Podes vir partir-me o coração

Rasgas as minhas defesas. Profissionalizei-me em afogar o sentir, mas não te consigo ignorar. Tens a alma bonita de quem persegue, com uma rede de caçar borboletas, as palavras que ficaram por dizer nas madrugadas. As almas bonitas são fogos. Não lhes resisto. Tenho por hábito aproximar-me em fascínio e acabar por me queimar.

Queimar-me em ti.

Os teus olhos perdidos descentram-me o eixo e não consigo pensar. Quero amarrotar o coração e reformular-me. (Quero queimar-me em ti.) Quero correr o mundo de alma desequilibrada. (Quero queimar-me em ti.) Quero navegar à deriva, meio de propósito e meio por acidente. (Quero queimar-me em ti.)

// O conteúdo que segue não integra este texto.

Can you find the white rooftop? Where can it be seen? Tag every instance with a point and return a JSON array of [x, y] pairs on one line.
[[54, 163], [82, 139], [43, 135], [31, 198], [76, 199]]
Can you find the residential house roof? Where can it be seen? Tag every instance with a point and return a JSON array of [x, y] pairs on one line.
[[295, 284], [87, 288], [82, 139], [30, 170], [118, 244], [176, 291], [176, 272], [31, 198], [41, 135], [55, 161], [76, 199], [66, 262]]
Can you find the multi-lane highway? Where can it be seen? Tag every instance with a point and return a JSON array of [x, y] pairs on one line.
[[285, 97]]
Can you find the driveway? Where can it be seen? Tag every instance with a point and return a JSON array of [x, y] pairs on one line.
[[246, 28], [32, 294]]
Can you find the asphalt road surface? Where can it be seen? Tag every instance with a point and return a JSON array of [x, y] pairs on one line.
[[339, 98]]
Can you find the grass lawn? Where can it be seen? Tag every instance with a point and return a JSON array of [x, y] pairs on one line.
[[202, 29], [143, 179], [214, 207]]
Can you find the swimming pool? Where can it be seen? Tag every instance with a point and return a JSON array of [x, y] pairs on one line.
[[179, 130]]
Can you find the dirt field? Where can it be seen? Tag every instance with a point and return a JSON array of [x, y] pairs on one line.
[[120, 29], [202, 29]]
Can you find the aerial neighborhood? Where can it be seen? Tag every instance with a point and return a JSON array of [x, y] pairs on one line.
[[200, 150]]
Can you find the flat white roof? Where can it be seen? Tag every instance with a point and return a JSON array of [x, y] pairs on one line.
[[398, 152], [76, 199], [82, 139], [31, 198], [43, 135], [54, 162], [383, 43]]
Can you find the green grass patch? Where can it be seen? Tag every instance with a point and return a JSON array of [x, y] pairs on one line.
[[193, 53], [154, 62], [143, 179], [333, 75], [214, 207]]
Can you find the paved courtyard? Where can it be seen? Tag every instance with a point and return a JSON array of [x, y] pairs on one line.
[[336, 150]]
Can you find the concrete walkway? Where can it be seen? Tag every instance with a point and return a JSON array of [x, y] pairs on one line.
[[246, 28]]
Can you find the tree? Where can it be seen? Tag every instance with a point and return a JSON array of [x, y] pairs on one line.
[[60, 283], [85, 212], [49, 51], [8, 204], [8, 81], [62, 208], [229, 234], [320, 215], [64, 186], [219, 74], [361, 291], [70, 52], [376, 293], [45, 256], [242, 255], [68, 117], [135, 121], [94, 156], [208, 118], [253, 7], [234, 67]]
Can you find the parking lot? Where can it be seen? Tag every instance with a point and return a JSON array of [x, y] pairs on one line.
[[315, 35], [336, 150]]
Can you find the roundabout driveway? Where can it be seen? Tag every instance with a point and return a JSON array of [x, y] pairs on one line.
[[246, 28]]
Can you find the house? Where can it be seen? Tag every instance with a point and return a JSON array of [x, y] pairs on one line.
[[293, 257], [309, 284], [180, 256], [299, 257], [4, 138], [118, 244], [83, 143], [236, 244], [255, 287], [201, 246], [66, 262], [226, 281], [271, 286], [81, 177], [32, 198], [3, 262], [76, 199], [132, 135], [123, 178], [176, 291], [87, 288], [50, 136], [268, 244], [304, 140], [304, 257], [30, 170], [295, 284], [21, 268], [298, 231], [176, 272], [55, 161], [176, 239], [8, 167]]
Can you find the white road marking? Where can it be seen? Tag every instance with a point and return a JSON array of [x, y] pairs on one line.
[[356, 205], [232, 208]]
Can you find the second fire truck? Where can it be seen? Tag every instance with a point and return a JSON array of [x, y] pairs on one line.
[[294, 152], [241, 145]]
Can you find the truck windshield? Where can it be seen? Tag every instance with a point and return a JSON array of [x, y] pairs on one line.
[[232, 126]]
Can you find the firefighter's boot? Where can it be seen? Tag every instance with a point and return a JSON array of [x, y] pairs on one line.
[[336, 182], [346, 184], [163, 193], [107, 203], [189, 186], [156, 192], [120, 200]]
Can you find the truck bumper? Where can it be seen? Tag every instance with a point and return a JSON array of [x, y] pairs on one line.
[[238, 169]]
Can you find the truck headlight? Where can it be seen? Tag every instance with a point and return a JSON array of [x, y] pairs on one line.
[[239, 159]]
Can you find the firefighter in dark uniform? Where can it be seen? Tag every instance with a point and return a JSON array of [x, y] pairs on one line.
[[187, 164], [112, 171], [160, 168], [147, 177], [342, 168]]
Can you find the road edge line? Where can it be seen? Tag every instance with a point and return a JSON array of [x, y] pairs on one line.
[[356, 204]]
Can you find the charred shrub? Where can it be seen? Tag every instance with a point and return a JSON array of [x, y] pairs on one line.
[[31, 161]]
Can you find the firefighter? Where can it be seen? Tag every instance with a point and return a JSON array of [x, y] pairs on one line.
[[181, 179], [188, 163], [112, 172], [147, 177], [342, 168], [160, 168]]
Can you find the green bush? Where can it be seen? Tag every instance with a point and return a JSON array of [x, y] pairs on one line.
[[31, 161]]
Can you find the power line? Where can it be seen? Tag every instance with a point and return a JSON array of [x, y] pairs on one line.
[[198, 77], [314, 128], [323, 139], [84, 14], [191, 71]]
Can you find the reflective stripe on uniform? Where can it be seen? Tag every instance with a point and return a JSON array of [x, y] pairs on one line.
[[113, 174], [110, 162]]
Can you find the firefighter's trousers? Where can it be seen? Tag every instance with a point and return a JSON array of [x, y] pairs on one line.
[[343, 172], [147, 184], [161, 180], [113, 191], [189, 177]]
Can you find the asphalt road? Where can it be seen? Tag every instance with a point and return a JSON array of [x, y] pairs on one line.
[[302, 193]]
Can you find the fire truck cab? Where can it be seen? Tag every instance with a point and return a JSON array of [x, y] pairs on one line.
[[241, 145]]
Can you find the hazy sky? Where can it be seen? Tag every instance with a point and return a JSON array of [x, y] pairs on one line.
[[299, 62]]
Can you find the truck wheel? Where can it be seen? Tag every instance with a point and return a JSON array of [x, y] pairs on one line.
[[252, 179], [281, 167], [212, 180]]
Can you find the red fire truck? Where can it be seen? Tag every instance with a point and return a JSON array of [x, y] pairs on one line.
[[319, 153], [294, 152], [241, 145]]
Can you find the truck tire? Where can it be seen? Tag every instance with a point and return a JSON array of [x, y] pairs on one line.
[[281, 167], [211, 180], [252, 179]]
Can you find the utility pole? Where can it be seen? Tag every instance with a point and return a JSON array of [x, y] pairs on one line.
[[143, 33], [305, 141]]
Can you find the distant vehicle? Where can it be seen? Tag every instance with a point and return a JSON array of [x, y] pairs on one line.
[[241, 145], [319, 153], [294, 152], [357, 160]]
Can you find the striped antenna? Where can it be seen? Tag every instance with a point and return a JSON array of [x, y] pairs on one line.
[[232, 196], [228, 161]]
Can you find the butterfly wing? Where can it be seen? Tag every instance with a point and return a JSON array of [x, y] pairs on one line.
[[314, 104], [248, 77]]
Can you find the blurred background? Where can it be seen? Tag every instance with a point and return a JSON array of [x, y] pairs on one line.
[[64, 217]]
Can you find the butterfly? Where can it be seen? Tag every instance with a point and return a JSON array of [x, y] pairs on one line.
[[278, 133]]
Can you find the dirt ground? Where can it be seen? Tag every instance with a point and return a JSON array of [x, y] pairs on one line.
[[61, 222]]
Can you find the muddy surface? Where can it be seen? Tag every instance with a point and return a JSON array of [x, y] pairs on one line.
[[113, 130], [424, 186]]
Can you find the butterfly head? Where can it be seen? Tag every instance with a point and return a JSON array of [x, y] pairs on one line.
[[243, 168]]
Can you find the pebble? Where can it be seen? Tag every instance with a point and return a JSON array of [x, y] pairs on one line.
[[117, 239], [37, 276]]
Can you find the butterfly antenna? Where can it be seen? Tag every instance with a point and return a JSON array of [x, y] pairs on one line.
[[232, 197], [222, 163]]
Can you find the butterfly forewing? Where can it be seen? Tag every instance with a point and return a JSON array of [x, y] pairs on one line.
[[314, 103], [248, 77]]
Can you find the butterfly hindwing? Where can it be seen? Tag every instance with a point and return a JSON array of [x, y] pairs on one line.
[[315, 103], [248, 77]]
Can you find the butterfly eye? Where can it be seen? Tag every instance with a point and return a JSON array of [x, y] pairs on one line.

Tu inquietas a minha existência. E eu não me sei sossegar.

És peito aberto e olhos fechados, mãos doridas capazes de criar encantos. Tens a alma bonita de quem embala essas palavras caçadas nas madrugadas, de quem as beija e as cuida e as devolve à noite, preparadas para chegar à boca de quem nunca as disse. Mostras-me: algumas são tuas. Vês: algumas são minhas. Sorris e perguntas-me quando tas direi.

Rasgas-me as defesas.

És capaz de expandir-me até ao infinito:

Quando nos deitamos lado a lado, a ouvir o silêncio, e os nossos lábios quase se tocam.

Quando entrelaças dois ou três dedos nos meus, ao de leve, numa liberdade íntima.

Quando me falas ao ouvido, a tua respiração tem o tom certo para os alvoroços que guardo.

És tristeza e prazer, és o absurdo da vida.

Está bem, eu digo. Podes vir partir-me o coração.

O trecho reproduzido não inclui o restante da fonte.